Here we illustrate the use of a GHG Level 2 (L2) product using product XCO2_EMMA as an example. A CO2 L2 data product contains CO2 information for individual satellite ground pixels (also called footprints or soundings). XCO2 is the column-averaged dry-air mole fraction of atmospheric CO2 in parts per million (ppm). EMMA is the name of the multi-satellite XCO2 (and XCH4) merging algorithm developed to generate product XCO2_EMMA using as input individual Level 2 XCO2 products from different satellite sensors (here: SCIAMACHY/ENVISAT, GOSAT, GOSAT-2 and OCO-2; see, e.g., Reuter et al., https://amt.copernicus.org/articles/13/789/2020/, 2020).
Within C3S also other L2 products had been generated and made available via the CDS. These products are (i) XCO2 from individual satellite sensors, (ii) XCH4 products, where XCH4 is the column-averaged dry-air mole fraction of CH4 in parts per billion (ppb), and (iii) mid tropospheric CO2 and CH4 mixing ratio products. Detailed information on all these products is available via the CDS. In addition to L2 products, also Level 3 (L3) products are available. A L3 product is based on a corresponding L2 product. A L3 product is obtained by spatio-temporally averaging a corresponding L2 product. How to access and use a L3 GHG product is shown in a separate Jupyter Notebook (JN).
For this JN we use XCO2_EMMA version 4.5, which covers the period 2003 - 2022.
This JN shows how to download a data product from the CDS, explains how to access the main variables and how to use them for interesting applications. We focus on two use cases related to the spatial and temporal variation of atmospheric CO2 concentrations and their observational coverage.
The first use case is related to the latitudial distribution of XCO2. We show how XCO2 averages and standard devations per latitude band can be computed and plotted. For this we use two days of observations, one in April and one in September. We explain that the observed latitudinal distributions are closely related to the seasonal cycle of CO2 due to uptake and release of CO2 by vegetation.
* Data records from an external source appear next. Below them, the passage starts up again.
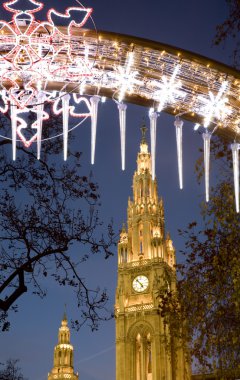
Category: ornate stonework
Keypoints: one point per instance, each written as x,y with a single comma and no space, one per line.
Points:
63,355
146,259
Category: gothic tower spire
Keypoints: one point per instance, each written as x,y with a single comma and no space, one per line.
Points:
63,355
146,259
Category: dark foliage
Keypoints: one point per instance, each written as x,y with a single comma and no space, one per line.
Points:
49,225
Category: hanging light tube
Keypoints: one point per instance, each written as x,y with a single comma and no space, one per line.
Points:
65,111
235,148
178,124
206,141
94,112
122,121
153,129
40,107
14,128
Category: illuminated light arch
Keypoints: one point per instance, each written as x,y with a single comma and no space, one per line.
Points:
41,62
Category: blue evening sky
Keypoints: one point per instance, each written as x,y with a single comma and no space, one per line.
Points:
188,24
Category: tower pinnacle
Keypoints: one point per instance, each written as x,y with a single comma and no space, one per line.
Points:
63,355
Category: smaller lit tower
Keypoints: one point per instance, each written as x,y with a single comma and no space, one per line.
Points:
63,355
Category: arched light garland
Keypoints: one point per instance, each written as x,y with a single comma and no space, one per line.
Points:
44,62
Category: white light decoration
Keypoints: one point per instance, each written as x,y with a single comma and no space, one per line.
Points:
126,78
45,63
39,122
14,129
214,107
168,91
153,129
31,57
122,122
65,112
206,141
94,112
235,154
178,124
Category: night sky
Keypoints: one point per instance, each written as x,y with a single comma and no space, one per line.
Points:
188,24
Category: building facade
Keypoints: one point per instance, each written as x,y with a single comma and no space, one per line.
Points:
146,258
63,355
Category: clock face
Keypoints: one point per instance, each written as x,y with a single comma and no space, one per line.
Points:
140,283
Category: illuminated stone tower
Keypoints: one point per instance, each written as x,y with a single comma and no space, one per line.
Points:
63,355
146,259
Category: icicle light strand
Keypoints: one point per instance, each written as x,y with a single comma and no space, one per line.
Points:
235,154
122,121
178,124
153,129
206,140
94,100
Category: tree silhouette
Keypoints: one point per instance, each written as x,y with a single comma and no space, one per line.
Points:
48,212
11,371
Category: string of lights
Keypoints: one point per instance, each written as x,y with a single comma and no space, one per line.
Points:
59,62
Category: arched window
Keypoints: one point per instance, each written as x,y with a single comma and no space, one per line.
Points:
143,356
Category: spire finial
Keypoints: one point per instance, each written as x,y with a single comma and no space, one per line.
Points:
65,312
143,129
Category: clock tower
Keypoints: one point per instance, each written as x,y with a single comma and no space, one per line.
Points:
146,258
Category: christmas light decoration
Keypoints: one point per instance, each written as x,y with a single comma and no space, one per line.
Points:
153,129
168,90
122,121
206,141
178,124
31,57
46,63
215,106
94,111
235,148
125,77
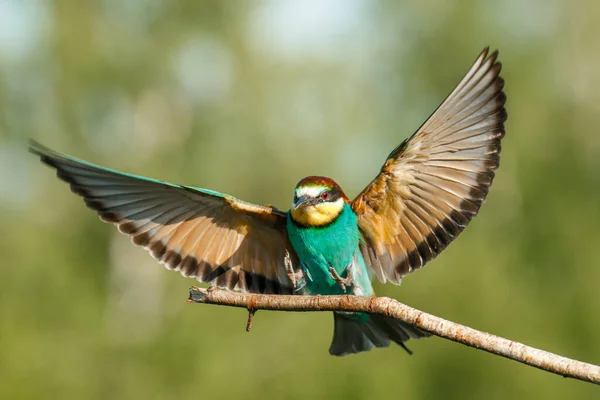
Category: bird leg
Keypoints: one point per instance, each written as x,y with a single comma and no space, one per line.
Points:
251,313
297,277
343,282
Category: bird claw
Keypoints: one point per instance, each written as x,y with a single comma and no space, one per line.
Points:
343,282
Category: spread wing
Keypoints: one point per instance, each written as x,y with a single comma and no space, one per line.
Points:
202,234
434,182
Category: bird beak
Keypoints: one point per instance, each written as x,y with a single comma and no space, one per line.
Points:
301,201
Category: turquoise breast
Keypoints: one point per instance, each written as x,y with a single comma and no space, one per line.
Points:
319,248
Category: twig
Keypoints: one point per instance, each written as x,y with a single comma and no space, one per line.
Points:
391,308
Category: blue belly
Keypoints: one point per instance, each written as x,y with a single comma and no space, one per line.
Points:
320,248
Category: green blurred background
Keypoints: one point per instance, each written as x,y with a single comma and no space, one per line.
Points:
247,98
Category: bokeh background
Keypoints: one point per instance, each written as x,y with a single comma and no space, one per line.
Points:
247,98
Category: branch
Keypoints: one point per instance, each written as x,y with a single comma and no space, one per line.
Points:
391,308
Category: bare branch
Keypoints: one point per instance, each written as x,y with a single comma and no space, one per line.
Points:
391,308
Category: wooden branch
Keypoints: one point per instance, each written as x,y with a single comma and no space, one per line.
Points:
391,308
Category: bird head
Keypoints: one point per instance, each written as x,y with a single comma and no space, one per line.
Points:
318,201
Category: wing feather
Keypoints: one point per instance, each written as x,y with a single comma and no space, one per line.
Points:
433,183
202,234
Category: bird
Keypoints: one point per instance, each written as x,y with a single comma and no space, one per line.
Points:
427,191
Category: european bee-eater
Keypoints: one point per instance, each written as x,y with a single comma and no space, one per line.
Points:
427,191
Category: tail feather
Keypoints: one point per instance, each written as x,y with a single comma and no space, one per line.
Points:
352,336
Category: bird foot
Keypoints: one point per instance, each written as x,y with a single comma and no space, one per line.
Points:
343,282
297,277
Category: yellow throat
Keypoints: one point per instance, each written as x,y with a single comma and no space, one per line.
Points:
318,214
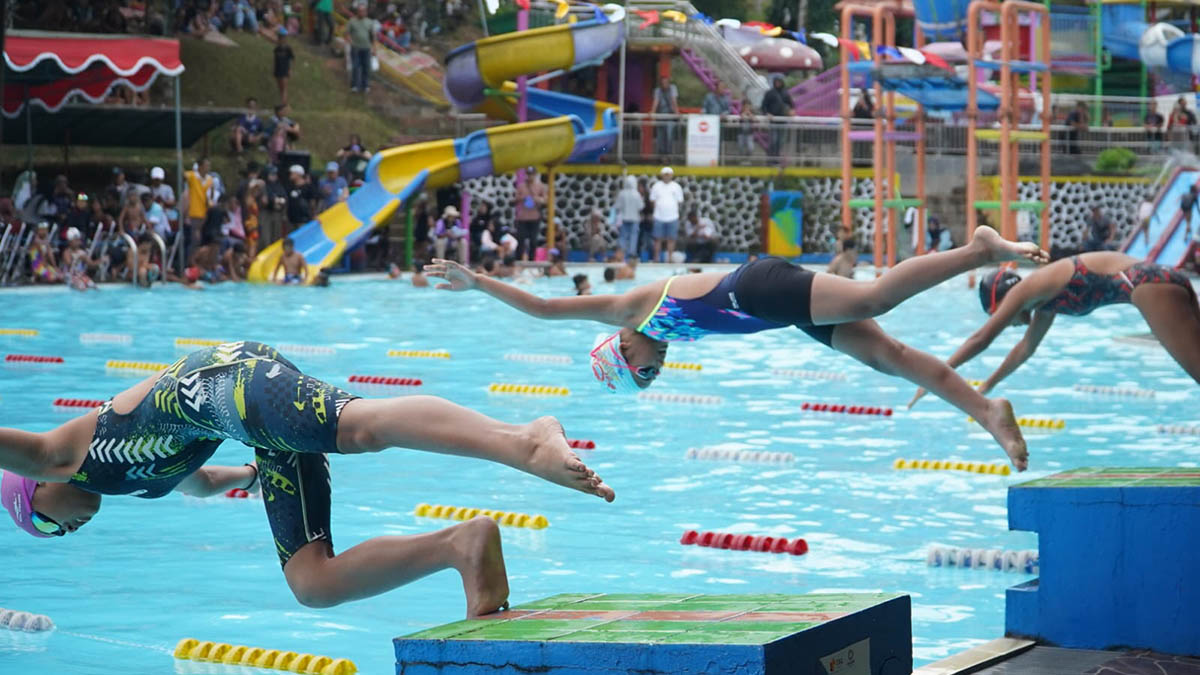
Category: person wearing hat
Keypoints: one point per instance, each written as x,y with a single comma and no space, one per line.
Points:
333,187
162,192
450,234
283,58
666,196
766,294
157,436
301,197
1078,286
531,198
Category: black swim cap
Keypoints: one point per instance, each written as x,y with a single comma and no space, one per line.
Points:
994,287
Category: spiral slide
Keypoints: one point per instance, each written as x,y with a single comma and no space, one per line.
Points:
564,129
1168,243
1127,35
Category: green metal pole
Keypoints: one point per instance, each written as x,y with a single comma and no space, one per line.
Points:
408,237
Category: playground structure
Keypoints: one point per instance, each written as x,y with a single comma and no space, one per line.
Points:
1009,135
564,129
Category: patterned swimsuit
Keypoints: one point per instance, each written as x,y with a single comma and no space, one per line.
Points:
243,392
1086,291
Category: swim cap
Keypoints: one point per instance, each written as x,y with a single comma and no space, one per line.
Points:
17,493
994,287
610,368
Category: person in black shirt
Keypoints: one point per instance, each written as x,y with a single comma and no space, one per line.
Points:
283,58
300,197
777,102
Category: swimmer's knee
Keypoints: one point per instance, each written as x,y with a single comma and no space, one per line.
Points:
312,581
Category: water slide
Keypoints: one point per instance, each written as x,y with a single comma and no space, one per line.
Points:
1127,35
1167,243
563,129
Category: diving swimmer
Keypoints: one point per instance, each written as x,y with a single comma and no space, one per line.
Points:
155,437
773,293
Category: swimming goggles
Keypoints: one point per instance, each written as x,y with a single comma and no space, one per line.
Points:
47,525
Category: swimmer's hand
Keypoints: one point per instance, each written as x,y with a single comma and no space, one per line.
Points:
921,392
457,276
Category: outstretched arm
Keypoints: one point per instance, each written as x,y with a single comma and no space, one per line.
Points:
613,310
1023,350
209,481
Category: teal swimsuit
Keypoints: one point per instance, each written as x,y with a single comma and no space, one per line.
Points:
243,392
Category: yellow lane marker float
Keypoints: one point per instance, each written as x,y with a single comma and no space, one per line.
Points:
198,342
682,365
532,389
256,657
136,365
419,353
509,519
952,465
1037,423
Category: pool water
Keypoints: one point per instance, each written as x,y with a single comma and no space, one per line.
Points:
144,574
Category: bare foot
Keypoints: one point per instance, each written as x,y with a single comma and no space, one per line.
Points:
1001,423
480,562
996,249
553,460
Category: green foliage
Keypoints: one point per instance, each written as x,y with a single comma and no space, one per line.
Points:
1115,160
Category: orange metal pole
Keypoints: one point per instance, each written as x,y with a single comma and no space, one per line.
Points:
880,168
1006,121
847,145
1045,130
921,161
891,37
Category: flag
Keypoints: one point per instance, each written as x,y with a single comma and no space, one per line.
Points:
649,18
935,60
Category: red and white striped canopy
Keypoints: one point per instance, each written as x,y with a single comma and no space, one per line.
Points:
46,69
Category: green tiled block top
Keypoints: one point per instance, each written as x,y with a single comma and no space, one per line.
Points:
658,619
1119,477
For the second use case we show how a map of the spatial distribution of the individual ground pixel XCO2 observations can be generated. We show that the spatial coverage of the daily observations is very sparse due to strict quality filtering of the individual XCO2 retrievals. Most applications therefore require appropriate spatio-temporal averaging (see, for example, the use of C3S GHG XCO2 and XCH4 data for assessments such as Copernicus European State of the Climate (ESOTC) as shown on the GHG concentration climate indicators website https://climate.copernicus.eu/climate-indicators/greenhouse-gas-concentrations).
What is needed to use this Jupyter Notebook?#
In the following, Phython 3 code is provided to read and plot the satellite data.
It is assumed that Python and Jupyter Notebook (JN) is installed on your computer, e.g., using the Anaconda distribution (https://www.anaconda.com/products/distribution).
Imports#
We have to import several modules to run this JN.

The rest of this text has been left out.